Dr. Pierre Turquet | |
Fullname: | Pierre Maurice Turquet |
Nationality: | British and French |
Residence: | United Kingdom |
Birth Date: | 13 December 1913 |
Birth Place: | Wandsworth, London, England |
Death Place: | France |
Sport: | Olympic Fencing |
Olympics: | 1948 Olympics |
Show-Medals: | yes |
Pierre Maurice Turquet (13 December 1913 - 27 December 1975) was an English psychiatrist and psychoanalyst at the Tavistock Clinic with a special interest in group relations.[1] He was also a British Olympic fencer, who competed in the team foil event at the 1948 Summer Olympics.[2]

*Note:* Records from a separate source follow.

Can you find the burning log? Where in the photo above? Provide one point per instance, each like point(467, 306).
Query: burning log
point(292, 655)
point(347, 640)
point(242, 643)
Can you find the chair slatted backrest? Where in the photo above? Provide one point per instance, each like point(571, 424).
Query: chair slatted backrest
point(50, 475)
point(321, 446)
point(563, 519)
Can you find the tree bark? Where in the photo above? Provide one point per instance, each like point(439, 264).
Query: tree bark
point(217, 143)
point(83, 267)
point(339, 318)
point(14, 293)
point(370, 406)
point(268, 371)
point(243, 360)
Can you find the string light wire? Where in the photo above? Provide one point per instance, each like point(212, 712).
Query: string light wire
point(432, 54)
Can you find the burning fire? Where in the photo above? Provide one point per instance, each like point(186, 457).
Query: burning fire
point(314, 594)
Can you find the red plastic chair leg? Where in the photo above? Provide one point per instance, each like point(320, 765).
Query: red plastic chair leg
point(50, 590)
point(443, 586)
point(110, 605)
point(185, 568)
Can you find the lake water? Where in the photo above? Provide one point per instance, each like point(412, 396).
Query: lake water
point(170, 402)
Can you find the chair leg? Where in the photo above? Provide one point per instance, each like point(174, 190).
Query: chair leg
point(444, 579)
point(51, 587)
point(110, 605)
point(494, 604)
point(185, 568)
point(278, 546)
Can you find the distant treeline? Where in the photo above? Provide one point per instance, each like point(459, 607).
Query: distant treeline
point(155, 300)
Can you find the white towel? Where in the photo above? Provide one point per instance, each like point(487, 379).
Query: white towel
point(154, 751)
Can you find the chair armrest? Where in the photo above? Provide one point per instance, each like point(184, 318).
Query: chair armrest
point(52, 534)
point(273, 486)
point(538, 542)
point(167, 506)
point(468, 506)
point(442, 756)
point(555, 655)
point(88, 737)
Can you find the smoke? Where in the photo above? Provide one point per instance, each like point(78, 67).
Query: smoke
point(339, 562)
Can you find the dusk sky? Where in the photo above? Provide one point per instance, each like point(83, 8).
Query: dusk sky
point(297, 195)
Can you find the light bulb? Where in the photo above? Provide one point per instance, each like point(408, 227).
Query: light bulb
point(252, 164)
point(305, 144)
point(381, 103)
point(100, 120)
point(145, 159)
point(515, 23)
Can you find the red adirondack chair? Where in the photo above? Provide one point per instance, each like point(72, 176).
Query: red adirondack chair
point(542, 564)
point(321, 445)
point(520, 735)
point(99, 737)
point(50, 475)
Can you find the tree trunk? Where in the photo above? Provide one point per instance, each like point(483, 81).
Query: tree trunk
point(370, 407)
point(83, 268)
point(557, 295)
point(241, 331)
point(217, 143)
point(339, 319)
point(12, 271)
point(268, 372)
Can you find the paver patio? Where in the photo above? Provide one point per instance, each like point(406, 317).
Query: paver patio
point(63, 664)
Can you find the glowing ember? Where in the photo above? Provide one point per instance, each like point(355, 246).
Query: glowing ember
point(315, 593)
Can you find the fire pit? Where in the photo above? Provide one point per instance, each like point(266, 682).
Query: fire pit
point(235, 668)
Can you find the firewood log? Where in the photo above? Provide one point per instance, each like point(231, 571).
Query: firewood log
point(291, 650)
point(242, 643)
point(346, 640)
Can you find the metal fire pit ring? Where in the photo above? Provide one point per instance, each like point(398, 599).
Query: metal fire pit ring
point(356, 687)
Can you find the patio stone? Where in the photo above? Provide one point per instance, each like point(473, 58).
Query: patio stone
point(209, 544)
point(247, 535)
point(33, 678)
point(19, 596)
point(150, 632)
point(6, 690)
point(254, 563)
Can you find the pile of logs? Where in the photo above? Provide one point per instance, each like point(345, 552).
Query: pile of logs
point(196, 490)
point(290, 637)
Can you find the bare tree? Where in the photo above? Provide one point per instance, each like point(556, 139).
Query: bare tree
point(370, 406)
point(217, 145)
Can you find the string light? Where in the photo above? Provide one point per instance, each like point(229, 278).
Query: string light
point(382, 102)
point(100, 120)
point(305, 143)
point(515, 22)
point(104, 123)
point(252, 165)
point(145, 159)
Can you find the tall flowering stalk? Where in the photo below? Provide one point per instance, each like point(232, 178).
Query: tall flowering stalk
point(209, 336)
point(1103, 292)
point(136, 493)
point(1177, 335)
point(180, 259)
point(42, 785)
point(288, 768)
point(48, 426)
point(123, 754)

Pierre Turquet was the son of André Turquet (1869-1940), French-born director of the London Diplomatic Service crammer 'Scoones', and Gladys Turquet (c.1889-1977), head of French at Westfield College, London and professor of French at Bedford College.[3] He was educated at Westminster School and Trinity College, Cambridge, where he switched from history to science before completing medical training at the London Hospital.[4]
During World War II he was a Major in the Royal Army Medical Corps, helping to develop the War Office Selection Boards.[4] He married Clare Hunter in 1940.[5] He was subsequently seconded to SHAEF and the French War Office. After the war he was Research Psychiatrist at the MRC Social Medicine Research Unit, researching the interpersonal and intrafamily relations of young people with duodenal ulcers,[1]
In 1951, he won the sabre title at the British Fencing Championships.[6] The following year in 19512 he became a consultant psychiatrist at the Tavistock Clinic. He worked as a group analyst. From 1968 to 1973 he was Chairman of the Adult Department of the Tavistock.[4]
He died on 27 December 1975 as a result of a road accident in France.[1]